Formulation of the claim
Old exegesis turns interpretive discourse into a continuous narrative that brings together the Qur’an and memory.
Explanation
This claim means that exegesis, in its older form, does not stop at explaining the immediate meaning of the text, but builds around it a narrative system that links the verses to what has accumulated in religious memory from reports and transmitted accounts. In this way, the text becomes part of a broader story in which reading, memorization, circulation, and interpretation are connected.
From Arkoun’s perspective, the importance of this shift lies in the fact that it reveals how meaning operates within the exegetical tradition as a continuous construction rather than a mere partial explanation. The interpretive narrative here is not an external ornament added to the text, but a way of integrating it into a historical and mental horizon that ensures its persistence within religious consciousness.

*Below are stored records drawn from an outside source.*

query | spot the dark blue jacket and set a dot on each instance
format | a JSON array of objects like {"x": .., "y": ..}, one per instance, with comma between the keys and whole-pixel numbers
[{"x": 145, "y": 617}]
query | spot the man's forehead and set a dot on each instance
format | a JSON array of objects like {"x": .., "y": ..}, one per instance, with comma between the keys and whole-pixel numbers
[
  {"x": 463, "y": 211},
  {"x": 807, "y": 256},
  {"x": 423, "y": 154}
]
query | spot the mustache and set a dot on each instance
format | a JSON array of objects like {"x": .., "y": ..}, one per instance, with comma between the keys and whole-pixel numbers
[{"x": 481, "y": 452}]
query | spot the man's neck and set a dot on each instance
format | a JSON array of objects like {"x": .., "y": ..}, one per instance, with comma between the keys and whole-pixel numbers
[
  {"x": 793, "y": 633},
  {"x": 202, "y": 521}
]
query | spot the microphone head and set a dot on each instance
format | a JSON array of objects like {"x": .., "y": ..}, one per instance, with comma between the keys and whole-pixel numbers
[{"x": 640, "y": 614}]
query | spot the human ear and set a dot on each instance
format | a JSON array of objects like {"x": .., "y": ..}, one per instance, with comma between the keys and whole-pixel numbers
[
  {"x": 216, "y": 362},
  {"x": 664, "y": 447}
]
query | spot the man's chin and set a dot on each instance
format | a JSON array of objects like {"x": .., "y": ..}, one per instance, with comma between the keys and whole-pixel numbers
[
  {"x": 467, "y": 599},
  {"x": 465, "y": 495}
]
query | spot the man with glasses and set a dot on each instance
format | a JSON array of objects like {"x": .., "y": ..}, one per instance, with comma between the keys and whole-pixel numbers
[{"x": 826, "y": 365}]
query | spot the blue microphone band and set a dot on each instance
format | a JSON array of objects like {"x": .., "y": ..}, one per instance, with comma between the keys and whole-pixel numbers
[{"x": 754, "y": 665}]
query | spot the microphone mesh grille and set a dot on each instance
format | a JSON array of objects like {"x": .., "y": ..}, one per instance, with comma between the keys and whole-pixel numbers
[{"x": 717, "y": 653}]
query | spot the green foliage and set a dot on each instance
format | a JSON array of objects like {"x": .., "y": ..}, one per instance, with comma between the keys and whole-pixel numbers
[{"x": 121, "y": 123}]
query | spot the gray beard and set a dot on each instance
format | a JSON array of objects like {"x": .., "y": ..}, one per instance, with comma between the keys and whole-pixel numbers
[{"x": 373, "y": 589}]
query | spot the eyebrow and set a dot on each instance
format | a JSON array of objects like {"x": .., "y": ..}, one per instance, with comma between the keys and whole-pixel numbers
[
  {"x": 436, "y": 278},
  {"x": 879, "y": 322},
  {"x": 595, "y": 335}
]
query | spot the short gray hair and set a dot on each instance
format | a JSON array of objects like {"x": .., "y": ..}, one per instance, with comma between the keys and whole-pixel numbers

Its place in the book’s argument
This atom falls within Arkoun’s critique of the mechanisms by which meaning is formed in the Islamic tradition, where he attends to the way old exegesis shaped the relationship between the Qur’an, oral circulation, and collective memory. It comes close to the book’s theses that distinguish between the text as it is read within a closed traditional structure and the text as it can be studied within the history of the formation of religious discourse.
Limits of the claim
This atom does not mean that all old exegesis is identical in its methods or results, nor does it deny the existence of differences among exegetes and schools. It does not reduce exegesis as a whole to a single narrative, but points to a general tendency that Arkoun observed in the shaping of meaning within a continuous narrative framework.